Concernant les effets sur la santé, le dioxyde d'azote est un gaz irritant qui pénètre dans les voies respiratoires.

Les valeurs seuils sont les suivantes :

- L'objectif de qualité en dioxyde d'azote est de 40 µg.m-3 en moyenne annuelle (valeur limite pour la santé humaine).
- Le seuil de recommandation et d'information est de 200 µg/m3 en moyenne horaire.
- Le seuil d'alerte est 400 µg/m3 en moyenne horaire, ou 200 µg/m3 en moyenne horaire si la procédure d'information a été déclenchée la veille et le jour même et que les prévisions font craindre un dépassement pour le lendemain.
 
Il est à noter que les stations trafic du périphérique toulousain dépassent toutes cette valeur limite avec une moyenne annuelle en 2009 de 77 µg.m-3.

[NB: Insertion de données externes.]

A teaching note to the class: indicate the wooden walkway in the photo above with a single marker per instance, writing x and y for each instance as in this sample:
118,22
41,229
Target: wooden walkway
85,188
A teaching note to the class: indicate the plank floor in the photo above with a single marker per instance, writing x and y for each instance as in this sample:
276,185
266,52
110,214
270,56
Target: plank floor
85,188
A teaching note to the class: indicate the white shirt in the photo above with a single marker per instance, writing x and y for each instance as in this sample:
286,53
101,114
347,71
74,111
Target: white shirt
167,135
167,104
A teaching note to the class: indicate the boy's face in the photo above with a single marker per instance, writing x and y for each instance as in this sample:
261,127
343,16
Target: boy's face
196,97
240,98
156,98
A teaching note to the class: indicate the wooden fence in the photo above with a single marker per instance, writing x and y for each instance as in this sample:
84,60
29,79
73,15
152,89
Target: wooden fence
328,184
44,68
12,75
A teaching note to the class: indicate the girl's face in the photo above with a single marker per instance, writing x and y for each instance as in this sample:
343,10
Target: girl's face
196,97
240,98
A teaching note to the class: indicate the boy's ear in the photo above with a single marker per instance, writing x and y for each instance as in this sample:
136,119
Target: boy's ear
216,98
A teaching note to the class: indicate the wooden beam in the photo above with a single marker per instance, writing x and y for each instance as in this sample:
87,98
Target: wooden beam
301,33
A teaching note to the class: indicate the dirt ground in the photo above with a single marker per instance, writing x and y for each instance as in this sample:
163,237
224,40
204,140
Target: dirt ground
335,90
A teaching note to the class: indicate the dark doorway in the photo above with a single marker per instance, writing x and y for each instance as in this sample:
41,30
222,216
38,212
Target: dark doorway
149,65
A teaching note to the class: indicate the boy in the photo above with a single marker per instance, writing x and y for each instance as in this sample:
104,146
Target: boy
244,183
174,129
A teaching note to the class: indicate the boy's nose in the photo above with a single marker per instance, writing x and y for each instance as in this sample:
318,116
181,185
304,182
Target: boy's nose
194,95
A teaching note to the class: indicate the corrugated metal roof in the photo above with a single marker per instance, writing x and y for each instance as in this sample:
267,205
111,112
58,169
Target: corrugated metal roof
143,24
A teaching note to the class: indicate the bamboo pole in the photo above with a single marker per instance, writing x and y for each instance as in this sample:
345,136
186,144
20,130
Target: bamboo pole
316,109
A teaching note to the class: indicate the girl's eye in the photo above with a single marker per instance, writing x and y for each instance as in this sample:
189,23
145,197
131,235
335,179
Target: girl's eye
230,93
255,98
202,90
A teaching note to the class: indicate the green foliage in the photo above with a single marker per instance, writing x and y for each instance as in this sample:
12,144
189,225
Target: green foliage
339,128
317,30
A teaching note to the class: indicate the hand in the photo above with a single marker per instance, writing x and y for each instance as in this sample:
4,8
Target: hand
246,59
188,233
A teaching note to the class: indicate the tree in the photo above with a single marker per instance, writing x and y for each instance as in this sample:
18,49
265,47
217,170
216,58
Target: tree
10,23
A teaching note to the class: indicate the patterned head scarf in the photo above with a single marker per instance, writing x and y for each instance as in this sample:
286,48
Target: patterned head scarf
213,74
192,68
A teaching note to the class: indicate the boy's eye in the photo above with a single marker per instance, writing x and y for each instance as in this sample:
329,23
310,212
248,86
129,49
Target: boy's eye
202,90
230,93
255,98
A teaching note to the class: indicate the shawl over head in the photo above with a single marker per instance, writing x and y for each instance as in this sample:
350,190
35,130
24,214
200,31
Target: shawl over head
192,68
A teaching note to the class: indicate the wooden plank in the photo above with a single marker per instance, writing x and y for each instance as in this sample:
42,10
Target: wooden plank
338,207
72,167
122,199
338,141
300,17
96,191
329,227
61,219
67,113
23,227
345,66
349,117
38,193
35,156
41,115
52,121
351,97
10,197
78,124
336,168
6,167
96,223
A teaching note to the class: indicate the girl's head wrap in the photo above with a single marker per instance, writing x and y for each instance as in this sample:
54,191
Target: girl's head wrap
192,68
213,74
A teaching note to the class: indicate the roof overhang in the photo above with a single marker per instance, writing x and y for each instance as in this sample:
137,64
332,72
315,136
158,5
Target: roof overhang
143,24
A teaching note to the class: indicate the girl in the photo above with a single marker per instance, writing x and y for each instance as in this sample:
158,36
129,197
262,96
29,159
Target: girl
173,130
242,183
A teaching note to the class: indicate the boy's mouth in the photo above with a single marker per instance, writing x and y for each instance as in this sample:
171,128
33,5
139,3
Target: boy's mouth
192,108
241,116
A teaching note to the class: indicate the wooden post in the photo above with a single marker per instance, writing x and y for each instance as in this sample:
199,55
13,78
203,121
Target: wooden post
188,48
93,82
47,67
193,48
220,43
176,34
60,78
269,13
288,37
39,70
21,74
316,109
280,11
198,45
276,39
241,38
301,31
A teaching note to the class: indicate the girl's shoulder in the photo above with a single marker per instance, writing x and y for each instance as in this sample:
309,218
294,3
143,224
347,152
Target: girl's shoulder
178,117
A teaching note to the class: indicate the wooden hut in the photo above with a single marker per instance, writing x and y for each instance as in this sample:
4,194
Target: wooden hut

- La valeur limite pour la végétation en moyenne annuelle de NOx est de 30 µg.m-3.

 

  • Méthodes de mesure

La mesure des oxydes d'azote par chimiluminescence est une méthode de référence qui fait l'objet d'une norme européenne. La réaction de chimilumescence, qui n'existe qu'entre le monoxyde d'azote et l'ozone , ne permet que la mesure directe du monoxyde d'azote seul. Cette réaction nécessite une source d'ozone à forte concentration. L'ozone en excès réagit selon la réaction suivante :

NO + O3 → NO2* + O2

Les molécules de dioxyde d'azote émises (NO2*) sont à l'état excité et reviennent à l'état fondamental en émettant un rayonnement caractéristique. L'intensité de la raie d'émission est proportionnelle à la quantité de monoxyde d'azote dans l'échantillon.

Quant à la mesure en dioxyde d'azote initialement présent dans l'air, elle est effectuée indirectement suite à la réduction de ce dernier en monoxyde de carbone dans l'échantillon. La réaction a lieu dans un four convertisseur au molybdène chauffé selon la réaction :

3 NO2 + Mo 3 NO + MoO3

La concentration en NO2 est ainsi obtenue par soustraction du signal NO (échantillon envoyé directement dans la cellule de mesure) du signal NOx (échantillon envoyé avant dans le four convertisseur).

À l'ORAMIP, ces mesures sont effectuées toutes les heures.